I know that conducting rescues in itself is a highly skilled job, that it requires specialised equipment and training or the would-be rescuer is at best a hindrance and at worst a danger to themselves and others. But this isn't a rational feeling, one that reflects common sense and good judgement. I joined my trade union for no more reason than I wanted to help people, and I am feeling that same way now as I look at the pictures on the TV. I may have no skills, but I really want to dig.

Sunday, 17 January 2010

A new blog!

It's amazing what I can find to do as an alternative to something unpleasant.

Against the advice of at least one friend, I have decided to start writing a blog. I have no idea, frankly, if I have anything interesting to say, but there are a couple of reasons for my decision.

Firstly, I have an accounting essay to hand in on Thursday of this week, and therefore anything is currently looking preferable to sitting down and composing a risk matrix. Yes, it has to be done, but I have study leave on Tuesday and Wednesday of this week and I can probably justify spending at least some of that time finalising my dull, fictitious account of the team that I work with.

Secondly, I have several friends who write occasional blogs on various topics, and while I always knew that they were intelligent and interesting people, it is still surprising to me just how knowledgeable and observant they are. This isn't intended in any kind of condescending way, but when you spend your time with friends drinking too much and making jokes, it's easy to forget the massive range of bizarre experiences and talents that make them who they are. This will only drift further from the point the longer I go on, so in short, having smart, interesting friends makes me want to be smarter and more interesting, and I strive accordingly.

Thirdly...and this is shameful to admit, but I love blogs. It's like having a diary that's a bit (but only a bit) secret. In addition to the friends above (who individually do such interesting things as work with prison inmates, love animals, are interested in morris dancing, play far too much poker than is healthy, are writing books and so much more) there are a million different blogs out there.

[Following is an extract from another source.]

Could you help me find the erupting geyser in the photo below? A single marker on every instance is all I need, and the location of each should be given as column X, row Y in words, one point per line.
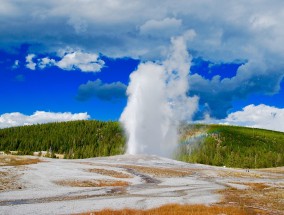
column 157, row 102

Before I created this, I was worried about whether I could find enough material to write about in a blog. Testing the water, I came upon the blog of an obese American family who seem to have made it their life mission to test out and rate every small town diner in their fine country. There are even pictures of the eternally grinning, rotund couple and their adorably chubby children, giving thumbs up to the camera while sweetcorn relish dribbles down their respective chins. I suspect that you haven't fully appreciated your life until you realise that other people really sit down in their free time and write their opinions on chicken fingers and chilli dogs. I should probably stress that this isn't sarcasm on my part. I'm going to bookmark them, because their smiling faces make me feel a little bit better about the world. Also, a ready made diner guide will probably be very useful if I ever get around to visiting America.

Well...this is it. Post one, I guess it was always going to be the hardest. And now, maybe no-one will ever read it and even if they do, they'll probably realise that everything they ever thought about me is true (and distressingly, it probably is.) Either way, I've actually surprised myself. I really could have written much, much more.

Oh, one more thing. When I was setting up this blog, I was given the option of filtering adult content (i.e. should I allow myself the luxury of an occasional swear word.) It may lack class in so many ways but I wouldn't be me if I didn't abuse this privilege. So here goes. Fuck arse cunt shit bollocks. There.